“Remember when I said I was thinking about getting into psychology?” he asks me.
I’m not even half listening because I’m trying so hard to get out of the tape. I don’t care if Easton sees anymore, but his back is to me while he focuses on Miles.
“I told you about how quickly, and sometimes slowly, the world of psychology changes. I did my final paper in my psych course on antiquated treatments in the psychological field. Less than seventy years ago, you know what they used as a treatment for insanity? They would lobotomize people.” He turns to me and grins again. “Hey! Also for homosexuality! Fun fact, huh?”
He stands and takes a few steps back. The tape sticks tight around my knuckles as I try to pull my hand free.
“Now, for the first lobotomies, what they’d do is drill holes into the skull at certain points of the frontal cortex....” He points to several spots on his own skull using the ice pick. “Then they’d inject ethanol into the holes to burn away all those pesky little synapses that gavepeople their personalities, thoughts, feelings—basically everything that makes you a ‘functional’ human.” He uses rabbit-ear quotes around the wordfunctional.
“The problem with that is it’s messy. You’ve got all the bone dust and flesh and blood to deal with. And then the ethanol might accidentally burn away some motor skills and what have you. So they found a new way.”
Easton holds out his right fist in demonstration. In his left hand he holds up the ice pick.
“What they’d do is, they’d slip the end of a thin metal spike—” He drops his hands slightly to look at us. “It looked like an ice pick but wasn’t one. These were real doctors, so they had their own tools, but for all intents and purposes, it’s an ice pick.”
He holds his hands back up and I freeze. No longer pulling at my restraints as I realize what he’s telling me. My heart starts to race.
“So they take the ice pick and slide it right in...” He slips the ice pick between his fingers slowly. “Around the eyeball, into the socket. Then they’d go up...” He slides the ice pick and it slips out between his index and middle fingers. “To the underside of the skull. And they’d take a little hammer...”
Easton takes his left hand away from the ice pick and turns it into a fist.
“And tap!”
He uses his fist like the hammer and gives the base of the ice pick a tap. He clicks with his tongue as the edge of the pick slips farther between his fingers. Then he pulls it out with a flourish.
“And there you have it! No surgery, no blood or bone dust. And a nice little desensitized homosexual with no more desires, fears,worries, or real purpose in life. Or a desensitized woman, because that’s who psychologists chose to mutilate back then. Women and homosexuals. Which...”
He gestures at the three of us and laughs.
No. He can’t possibly be thinking about doing that.
No no no no no.
“Easton.” Valencia’s voice shakes. Across from me, Miles screams against the tape covering his mouth.
“Don’t worry, Mom. I’m killing you and Fake Nate.” He focuses on Miles. “But you, I just want to see what happens. Lobotomies went out of vogue in the fifties because people said they were ‘inhumane.’” Again, the fucking bunny air quotes. “But I’m curious to see what it does. I think it could really change your life.”
“No!” I scream. I pull my arms as hard as I can, straining every goddamned muscle in my body until my shoulder cramps.
“Yes.” Easton walks across the boathouse and grabs one of the chairs that he brought down from the deck and puts it in front of Miles. “Let’s see what the history of medicine can still do in the present, shall we?”
“Stop!” I yell. “He has nothing to do with this!”
Easton turns to me as he walks to the workbench and picks up a bottle of vodka. “Of course he does. You two started the investigation—which, by the way, I assume means he knew you weren’t Nate or that you told him.

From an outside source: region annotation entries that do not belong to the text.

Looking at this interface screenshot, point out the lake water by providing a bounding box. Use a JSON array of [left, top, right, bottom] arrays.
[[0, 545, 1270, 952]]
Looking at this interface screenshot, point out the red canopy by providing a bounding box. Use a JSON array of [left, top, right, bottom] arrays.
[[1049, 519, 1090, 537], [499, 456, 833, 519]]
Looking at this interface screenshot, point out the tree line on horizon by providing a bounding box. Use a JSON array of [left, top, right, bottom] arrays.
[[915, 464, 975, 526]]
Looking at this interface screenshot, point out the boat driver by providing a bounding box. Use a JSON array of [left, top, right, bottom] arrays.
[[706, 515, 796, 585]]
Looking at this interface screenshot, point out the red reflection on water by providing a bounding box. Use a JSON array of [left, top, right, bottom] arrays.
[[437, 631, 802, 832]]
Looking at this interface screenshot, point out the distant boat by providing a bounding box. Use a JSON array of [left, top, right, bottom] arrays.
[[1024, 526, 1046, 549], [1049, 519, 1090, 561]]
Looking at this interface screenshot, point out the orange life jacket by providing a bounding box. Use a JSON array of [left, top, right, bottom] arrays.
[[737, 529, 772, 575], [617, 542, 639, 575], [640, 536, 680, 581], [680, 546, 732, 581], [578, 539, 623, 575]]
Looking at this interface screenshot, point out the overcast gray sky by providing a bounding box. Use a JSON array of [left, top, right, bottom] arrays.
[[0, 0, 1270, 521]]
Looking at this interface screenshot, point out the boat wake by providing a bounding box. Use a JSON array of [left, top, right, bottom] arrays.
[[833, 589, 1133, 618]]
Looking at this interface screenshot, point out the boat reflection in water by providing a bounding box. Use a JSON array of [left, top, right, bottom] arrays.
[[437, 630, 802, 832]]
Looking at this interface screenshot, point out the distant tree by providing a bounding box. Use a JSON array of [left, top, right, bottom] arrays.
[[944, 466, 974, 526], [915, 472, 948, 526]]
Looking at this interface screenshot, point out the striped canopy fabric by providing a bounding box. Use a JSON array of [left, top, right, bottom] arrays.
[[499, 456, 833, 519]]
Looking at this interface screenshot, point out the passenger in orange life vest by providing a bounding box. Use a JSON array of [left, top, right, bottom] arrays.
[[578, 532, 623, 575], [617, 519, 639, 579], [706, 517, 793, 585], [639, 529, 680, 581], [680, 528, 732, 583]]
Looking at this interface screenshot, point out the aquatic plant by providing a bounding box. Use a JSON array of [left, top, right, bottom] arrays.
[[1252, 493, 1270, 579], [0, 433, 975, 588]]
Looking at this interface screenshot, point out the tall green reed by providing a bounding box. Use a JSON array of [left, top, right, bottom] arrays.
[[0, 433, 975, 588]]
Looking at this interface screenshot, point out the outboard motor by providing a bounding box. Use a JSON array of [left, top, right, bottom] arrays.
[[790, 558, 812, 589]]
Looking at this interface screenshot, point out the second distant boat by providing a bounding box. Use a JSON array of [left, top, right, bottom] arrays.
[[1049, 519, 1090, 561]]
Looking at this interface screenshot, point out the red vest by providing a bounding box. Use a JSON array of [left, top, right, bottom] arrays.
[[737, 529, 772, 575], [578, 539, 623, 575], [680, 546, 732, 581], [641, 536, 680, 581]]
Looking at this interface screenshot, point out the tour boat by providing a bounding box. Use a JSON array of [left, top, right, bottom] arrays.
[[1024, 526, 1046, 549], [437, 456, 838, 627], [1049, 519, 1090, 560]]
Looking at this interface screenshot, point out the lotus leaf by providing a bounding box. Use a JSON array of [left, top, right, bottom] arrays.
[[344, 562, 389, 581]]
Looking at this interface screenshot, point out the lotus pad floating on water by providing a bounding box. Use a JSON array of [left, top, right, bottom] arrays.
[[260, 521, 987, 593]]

You really shouldn’t have done that. Then you’d have been right. He would have nothing to do with this. But as it stands...”
“Don’t do this, Easton, please!” Valencia says.
He uncaps the vodka bottle and pours it over the ice pick and hishands. “Even if I didn’t want to, he knows way too much. I can’t let him go.” He shrugs and looks back at Miles. “So think of it this way: You get to live. You just won’t be able to talk or tell anyone what you know. You’ll go off to a nice medical center to live, and when it’s time for me to do my clinicals, I’ll come visit you and see how you’re doing.”
Miles screams and screams under the tape. Tears stream down his face.
“None of that,” Easton says. He leans forward, reaching up to hold Miles’s head steady against the back of the chair. “Now, I don’t have a little hammer, so I think we’re just going to have to push harder than normal. You’d better hold still. I’ve never done this before.” He gives a rueful chuckle. “To be completely honest, I’m a bit nervous.”
Valencia is yelling at him to stop. I’m yelling at him to stop. Miles is squeezing his eyes shut and screaming behind his tape.
“This isn’t helpful, family!” Easton yells over us. I’m thrashing in the chair, trying to get loose to do something. Anything!
Easton reaches down with the thumb and forefinger on his right hand and pulls Miles’s eyelid open. He fights against him, and Easton sighs and leans back.